What V3 fixes from V2. V2 ranked candidates once; V3 rescans after every accept, which catches savings that emerge after early picks remove longer common patterns. V2 capped phrase length at 32 bytes; V3 goes to 128, catching long structural repeats in HTML and JSON. V2 used two tiers; V3 adds a third (3-byte) tier for the long tail. V2 picked a single encoding mode per file; V3 runs the encoder twice (dict-only vs. full hybrid) and keeps the smaller output as long as it round-trips. The combined effect is roughly 28-34% reduction vs. raw on these three inputs, compared to V2's 20-23%.
Honest limitations for file compression (Test 1). V3 still does not match gzip on these inputs. Gzip combines LZ77 + Huffman and is mature; a dictionary-substitution prototype with no entropy coder cannot match it on short English-like inputs. The gzip(OCC V3) column lets the reader see whether OCC V3 made gzip's job easier or harder; in this run it makes gzip's job slightly harder, because V3's substitutions remove some of the redundancy gzip would otherwise have exploited.
What the bandwidth test is and isn't (Test 2). The bandwidth test models a deployment pattern: a SaaS user who pulls the full app over the network on every session vs. a user who installs once and only receives small updates after that. The math is straightforward arithmetic. The savings come from not redownloading the same bytes, not from compressing those bytes more tightly.

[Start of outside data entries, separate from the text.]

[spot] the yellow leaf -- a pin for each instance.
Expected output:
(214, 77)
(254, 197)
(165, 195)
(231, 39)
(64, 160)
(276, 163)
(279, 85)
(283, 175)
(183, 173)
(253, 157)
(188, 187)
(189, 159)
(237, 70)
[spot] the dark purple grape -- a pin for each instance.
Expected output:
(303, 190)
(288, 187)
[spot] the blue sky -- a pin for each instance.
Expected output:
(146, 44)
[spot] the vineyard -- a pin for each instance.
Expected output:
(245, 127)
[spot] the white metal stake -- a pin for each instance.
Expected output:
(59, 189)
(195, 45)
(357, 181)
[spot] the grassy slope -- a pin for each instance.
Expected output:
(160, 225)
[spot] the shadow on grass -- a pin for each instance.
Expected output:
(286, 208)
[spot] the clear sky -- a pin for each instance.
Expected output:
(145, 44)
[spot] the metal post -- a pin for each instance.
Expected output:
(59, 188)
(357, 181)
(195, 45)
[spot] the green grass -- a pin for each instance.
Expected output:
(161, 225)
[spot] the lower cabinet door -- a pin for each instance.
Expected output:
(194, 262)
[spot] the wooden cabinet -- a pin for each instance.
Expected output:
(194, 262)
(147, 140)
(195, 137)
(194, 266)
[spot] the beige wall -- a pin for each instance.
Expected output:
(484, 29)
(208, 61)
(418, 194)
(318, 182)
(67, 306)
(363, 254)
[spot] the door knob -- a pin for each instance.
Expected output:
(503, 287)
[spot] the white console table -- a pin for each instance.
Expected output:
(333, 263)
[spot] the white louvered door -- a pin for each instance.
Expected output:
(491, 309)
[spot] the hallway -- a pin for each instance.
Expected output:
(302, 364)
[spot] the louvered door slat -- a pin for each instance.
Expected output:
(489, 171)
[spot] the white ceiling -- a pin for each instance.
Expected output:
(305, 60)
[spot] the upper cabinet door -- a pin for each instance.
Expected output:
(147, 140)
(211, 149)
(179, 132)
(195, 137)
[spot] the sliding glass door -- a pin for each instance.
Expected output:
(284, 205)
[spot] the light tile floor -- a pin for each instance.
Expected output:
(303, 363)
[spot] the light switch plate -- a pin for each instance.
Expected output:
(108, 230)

A 90%+ savings number at high session counts is honest for that sync model - but a reader who reads it as "OCC compresses 90%" would be misreading the page. That is why the two tables are kept physically separate and labeled this way.
What this benchmark is not. Not the production OneCharacterCode engine. Not a universal compression claim. Not a comparison against the full modern compressor landscape (zstd / xz / lzma still need to be added). Not a generalization to inputs much larger or differently structured than these three KB-scale samples.